Erin mematikan telepon, kemudian kembali ke ruang privat. Makanan yang sudah dipesan Vero He dan Stella Han tidak lama kemudian datang. Rasa restoran ini sangat khas. Dengar-dengar, buat restoran ini, Taylor Shen membayar mahal seorang koki yang pernah bekerja lama di Hong Kong.

Waktu masih cukup dini seusai kelar makan, jadi mereka berjalan ke rumah opera dengan berjalan kaki. Di depan bangunan megah itu, mereka menjumpai James He.

James He belakangan ini pergi dinas ke beberapa kota. Baru mendarat di bandara, ia langsung datang ke rumah opera. Raut kelelahan tidak bisa disembunyikan dari wajahnya. Sepasang mata pria itu juga memiliki banyak urat merah.

Vero He melambaikan tangan pada James He dan berlari kecil untuk menghampirinya: “Kakak, kamu bukannya lagi di luar kota?”

Yang dihampiri tersenyum datar. Ia menoleh ke tiga orang lain di belakang Vero He, lalu kembali menatap adiknya itu. Dengan serak, ia menjawab, “Tadi baru balik. Kalian kemari buat menonton opera?”
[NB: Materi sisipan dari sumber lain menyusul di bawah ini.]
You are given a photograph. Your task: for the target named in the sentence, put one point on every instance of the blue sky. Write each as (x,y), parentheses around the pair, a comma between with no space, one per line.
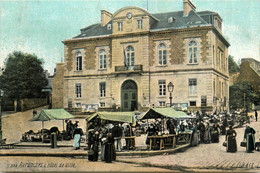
(39,26)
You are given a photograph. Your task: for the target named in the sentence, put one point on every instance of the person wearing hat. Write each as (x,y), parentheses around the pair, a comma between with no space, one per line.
(77,136)
(109,153)
(201,128)
(231,140)
(215,133)
(249,136)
“Iya, aku tertarik. Kalau ketertarikan ini tidak kupenuhi, aku takut aku tidak bisa tidur. Kamu baru balik dari luar kota pasti lelah ya? Pulang sajalah, aku bisa suruh Erin antar kamu.” Vero He iba dengan James He. Setiap akhir tahun tiba, dia harus terbang ke banyak kota untuk menginspeksi perusahaan.
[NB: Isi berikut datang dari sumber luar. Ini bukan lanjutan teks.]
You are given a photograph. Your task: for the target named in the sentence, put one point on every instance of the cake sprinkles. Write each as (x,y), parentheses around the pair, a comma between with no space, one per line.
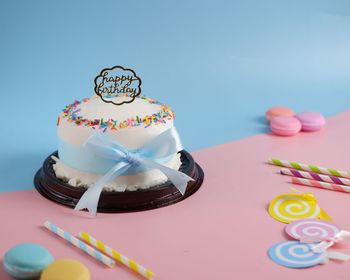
(71,113)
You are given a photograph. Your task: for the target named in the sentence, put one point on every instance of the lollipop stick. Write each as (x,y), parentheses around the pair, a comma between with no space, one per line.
(116,255)
(79,244)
Si kakak menggeleng, “Tidak apa-apa, tidak begitu lelah kok. Opera sudah mau mulai nih, masuk yuk.”

Di gerbang sudah berjubel banyak orang. Wajah mereka menampilkan rasa penasaran yang sangat mendalam terhadap opera ini. Berhubung James He tidak bersedia pulang, Vero He tidak bersikeras membujuknya. Mereka bertiga pergi ke tempat pemeriksaan tiket. Setelah tiket diperiksa, Stella Han dan Erin pergi membeli popcorn dan minuman.

Habis mereka berdua kembali, mereka lanjut jalan lagi ke rumah opera. Karena tiket keempatnya adalah tiket VVIP, mereka mendapat tempat duduk yang letaknya sangat puas. Bukan hanya itu, ada pula panitia yang secara khusus mengantarkan mereka ke tempat duduk.

Vero He awalnya ingin duduk di tengah, tetapi pada akhirnya tempat itu diberikan pada Stella Han karena dialah satu-satunya yang datang tidak dengan pria. Di sebelah kiri Stella Han ada James He dan Erin, sementara di sebelah kanannya ada Taylor Shen dan Vero He.

Tepat pukul tujuh, pertunjukkan opera dimulai. Dibandingkan “the Phantom of the Opera”, kostum dan desain panggung “Kembalinya Hantu the Phantom of the Opera” jauh lebih memukau.

Opera ini total memakan dana sekitar seratus miliar rupiah, namun hanya terdiri dari tiga sesi. Dengan begitu, harga tiketnya yang sangat mahal bisa dimengerti. Alur cerita opera sama persis dengan alur yang Taylor Shen sempat baca. Para penonton dibuat terkagum-kagum dengan naik dan turunnya cerita.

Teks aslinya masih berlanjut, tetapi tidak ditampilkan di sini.